# For what value of the constant c is f(x) continuous?

1. Jul 28, 2008

### illjazz

1. The problem statement, all variables and given/known data
For what value of the constant c is the function f continuous on $$(-\infty,\infty)$$

$$f(x)=\left\{\begin{array}{cc}cx^2+2x,&\mbox{ if } x<2\\x^3-cx, & \mbox{ if } x\geq2\end{array}\right.$$

2. Relevant equations
No idea :(

3. The attempt at a solution
I tried looking at the examples preceding this section's problem section but could not find anything quite resembling this. There are examples for finding where f would be continous at whatever values at x.. but not for a constant c, which is different.

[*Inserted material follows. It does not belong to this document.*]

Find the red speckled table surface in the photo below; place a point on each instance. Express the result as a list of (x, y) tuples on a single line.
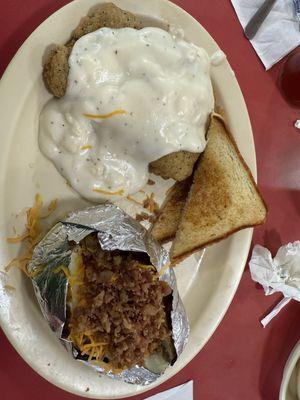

Pointers would be appreciated.

2. Jul 28, 2008

### arildno

Well, if a function is continuous at a point (here, evidently, the only point of problem is x=2!), then both its one-sided limits must equal the function value AT x=0.

For a given c, the function value f(2) is given by the lower expression:
$$f(2)=2^{3}-c*2=8-2c$$

Now, within its domain, the upper expression is just a polynomial in x, i.e continuous.

That means that f(2) must equal whatever value the upper expression gains AT 2.
This gives you the equation for c:
$$c*2^{2}+2*2=8-2c$$
Solve this for c!

3. Jul 28, 2008

### HallsofIvy

Staff Emeritus
In order to be continuous, the limit must exist.
If it does then
$$\lim_{x\rightarrow 2}f(x)= \lim_{x\rightarrow 2^-} f(x)= \lim_{x\rightarrow 2^+}f(x)$$

Now, what is
$$\lim_{x\rightarrow 2^-} f(x)= \lim_{x\rightarrow 2} cx^2+ 2x$$
what is
[tex]\lim_{x\rightarrow 2^+} f(x)= \lim_{x\rightarrow 2} x^3- cx[/itex]

Set them equal and solve for c.